Le collège de déontologie de la juridiction administrative est une instance trop méconnue.
Ce collège est chargé d'apporter un éclairage à l'ensemble des membres de la juridiction administrative sur l'application des principes et bonnes pratiques rappelés par la charte de déontologie qui leur est applicable. Cette charte évoque l’activité associative des membres des juridictions administratives. Elle énonce, à cet égard, que ces derniers sont libres d’adhérer à un parti politique, à une organisation syndicale ou à une association, mais que cette liberté doit être concilié avec le devoir de réserve dont ils sont également tenus (pt 40). La charte ajoute qu’on ne peut exclure que certains de leurs engagements personnels se révèlent, en pratique, inconciliables avec l’exercice normal des fonctions au sein de la juridiction administrative. Il peut en aller ainsi, par exemple, de « certaines responsabilités de premier plan au sein d’associations ou de fondations, dans des domaines dont l’intéressé ne pourrait pas éviter, compte tenu notamment de la taille de la juridiction à laquelle il appartient, d’avoir à connaître dans l’exercice de ses fonctions (contentieux des étrangers, urbanisme, environnement...) » (pt 51). Il a publié le 17 janvier dernier son rapport annuel d'activité pour 2022.

Un avis rendu par le collège au cours de l’année 2012 et reproduit dans le rapport (avis n° 2022/5 du 8 déc. 2022) évoque une question nouvelle et intéressante concernant l’activité associative des magistrats de l’ordre administratif. Un tel magistrat – précisément Maitre des requêtes au Conseil d’État – envisageait l’hypothèse où ses engagements associatifs dans le domaine de la santé pourraient le conduire à être désigné pour siéger au sein du conseil d’administration d’un établissement public composé d’une part de représentants de l’Etat, d’autre part de représentants de divers organismes dont des associations. Il s’interrogeait précisément sur le point de savoir si, dans une telle situation, il lui serait possible sans méconnaître pour autant ses obligations déontologiques de prendre, en sa qualité de représentant d’associations, des positions différentes de celles de l’État. La question paraît effectivement inédite.

Pour le collège, la réponse à celle-ci devait être recherchée, indépendamment des règles et principes déontologiques applicables aux magistrats administratifs, dans la logique du fonctionnement d’un organe délibérant associant des représentants de l’État et des représentants d’organismes extérieurs tels que, notamment, des associations. Il a considéré, à cet égard, que « [lorsqu]’un texte a prévu que des représentants d’associations siègent en tant que tels au sein du conseil d’administration d’un établissement public, il a nécessairement entendu, d’une part, que ces représentants puissent en cette qualité faire état de leur expérience et apporter au conseil la connaissance des positions et points de vue de ces organismes et, d’autre part, qu’à cette fin ils disposent d’une entière liberté d’expression et, notamment, prennent, le cas échéant, des positions différentes de celles des représentants de l’État ».

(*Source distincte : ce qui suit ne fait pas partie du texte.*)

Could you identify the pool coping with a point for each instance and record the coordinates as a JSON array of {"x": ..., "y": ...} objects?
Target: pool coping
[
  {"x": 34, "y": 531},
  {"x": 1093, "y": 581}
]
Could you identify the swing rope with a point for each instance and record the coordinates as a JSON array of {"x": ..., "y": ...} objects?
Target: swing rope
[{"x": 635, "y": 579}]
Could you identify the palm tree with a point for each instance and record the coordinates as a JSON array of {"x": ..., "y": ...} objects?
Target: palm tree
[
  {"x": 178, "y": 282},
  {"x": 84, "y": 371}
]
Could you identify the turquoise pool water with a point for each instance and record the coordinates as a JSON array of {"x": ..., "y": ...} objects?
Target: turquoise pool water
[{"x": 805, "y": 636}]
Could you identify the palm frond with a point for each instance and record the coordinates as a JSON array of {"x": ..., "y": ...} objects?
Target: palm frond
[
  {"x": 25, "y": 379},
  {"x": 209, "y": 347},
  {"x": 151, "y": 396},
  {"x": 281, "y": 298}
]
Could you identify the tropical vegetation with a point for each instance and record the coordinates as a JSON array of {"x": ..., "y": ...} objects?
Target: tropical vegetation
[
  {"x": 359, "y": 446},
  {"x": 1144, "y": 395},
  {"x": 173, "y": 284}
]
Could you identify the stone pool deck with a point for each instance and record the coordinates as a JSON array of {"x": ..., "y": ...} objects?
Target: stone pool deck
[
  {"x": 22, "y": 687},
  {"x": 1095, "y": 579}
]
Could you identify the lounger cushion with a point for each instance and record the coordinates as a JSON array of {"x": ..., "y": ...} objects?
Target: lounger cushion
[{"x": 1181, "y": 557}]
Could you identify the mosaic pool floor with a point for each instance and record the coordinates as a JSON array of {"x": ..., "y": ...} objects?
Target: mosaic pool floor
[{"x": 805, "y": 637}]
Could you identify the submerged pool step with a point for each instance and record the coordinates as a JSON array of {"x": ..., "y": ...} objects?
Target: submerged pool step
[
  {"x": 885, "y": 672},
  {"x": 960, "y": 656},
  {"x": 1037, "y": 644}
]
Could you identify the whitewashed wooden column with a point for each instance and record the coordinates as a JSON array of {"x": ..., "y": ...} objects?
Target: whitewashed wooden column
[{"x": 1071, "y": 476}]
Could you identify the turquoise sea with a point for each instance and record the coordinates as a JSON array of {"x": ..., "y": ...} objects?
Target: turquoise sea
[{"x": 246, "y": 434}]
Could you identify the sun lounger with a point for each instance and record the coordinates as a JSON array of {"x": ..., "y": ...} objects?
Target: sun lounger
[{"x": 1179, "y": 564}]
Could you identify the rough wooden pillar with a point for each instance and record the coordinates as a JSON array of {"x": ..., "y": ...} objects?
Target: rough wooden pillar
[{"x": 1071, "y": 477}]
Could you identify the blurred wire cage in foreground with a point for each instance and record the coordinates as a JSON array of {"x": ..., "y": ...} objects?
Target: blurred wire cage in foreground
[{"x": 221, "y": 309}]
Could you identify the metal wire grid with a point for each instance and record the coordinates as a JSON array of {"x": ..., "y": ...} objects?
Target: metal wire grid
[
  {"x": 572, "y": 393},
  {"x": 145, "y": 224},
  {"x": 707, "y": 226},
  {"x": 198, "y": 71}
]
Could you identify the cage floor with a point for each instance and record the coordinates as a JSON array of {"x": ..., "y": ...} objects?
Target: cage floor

Ce principe une fois posé, son application au cas des magistrats administratifs ne faisait pas difficulté, selon le collège. D’une part, ils peuvent librement être membres d’associations et exercer des responsabilités au sein de celles-ci. D’autre part, aucune particularité de leur régime statutaire et déontologique « ne saurait conduire à déroger à cette logique ni, par suite, à faire obstacle à la participation d’un magistrat, en qualité de représentant d’une association, au conseil d’administration d’un établissement public de l’État, non plus qu’à restreindre la liberté de ses prises de position ». Le collège a cependant émis une petite réserve. Il a, en effet, rappelé d’une part que, dans une telle situation il conviendrait de ne pas faire état de la qualité de magistrat et d’autre part que les propos tenus au nom de l’association ne devraient pas « méconnaitre la dignité et la délicatesse qui incombent à tout magistrat s’exprimant en public ». C’est dire que les activités associatives sont largement ouvertes aux membres des juridictions de l’ordre administratif. En est-il de même pour leurs homologues de l’ordre judiciaire ? On aimerait le savoir...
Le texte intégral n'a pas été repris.